Problem rephrased: how to simplify summation of millions of exponentials symbolicly
- To: mathgroup at smc.vnet.net
- Subject: [mg50185] Problem rephrased: how to simplify summation of millions of exponentials symbolicly
- From: "networm" <networm8848 at yahoo.com>
- Date: Thu, 19 Aug 2004 06:28:19 -0400 (EDT)
- Sender: owner-wri-mathgroup at wolfram.com
Hi all,
I have a summation of exponentials:
SUM= 1+r(a1, b1)*exp(-j*(a1*u+b1*v))+r(a2, b2)*exp(-j*(a2*u+b2*v))+r(a3,
b3)*exp(-j*(a3*u+b3*v))
+ ...
+ r(a1000000, b1000000)*exp(-j*(a1000000*u+b1000000*v))
where "j" is the imaginary sign. a1, a2, ... a1000000, b1, b2, ... b1000000
are known constants... (a's and b's) constitute some grids on the 2D plane,
r(a, b) is the function defined on this 2D plane...

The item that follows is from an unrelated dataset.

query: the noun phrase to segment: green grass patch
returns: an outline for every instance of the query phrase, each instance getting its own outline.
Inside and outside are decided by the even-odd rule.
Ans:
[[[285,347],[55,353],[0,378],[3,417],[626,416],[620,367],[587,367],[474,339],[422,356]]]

r(a, b) is known as a look-up-table, but there is no closed-form expression
for r(a, b)...
u, v are frequency variable in 2D case.
Do you think it is possible to compute the close-form of the above SUM
symbolically/analytically?
If not, is there any simple/efficient way to compute it ?
I just need to compute this huge expression once, then if an simplified
symbolic expression is found, it will save my subsequent numerical
evaluations(that's going to tens of millions...)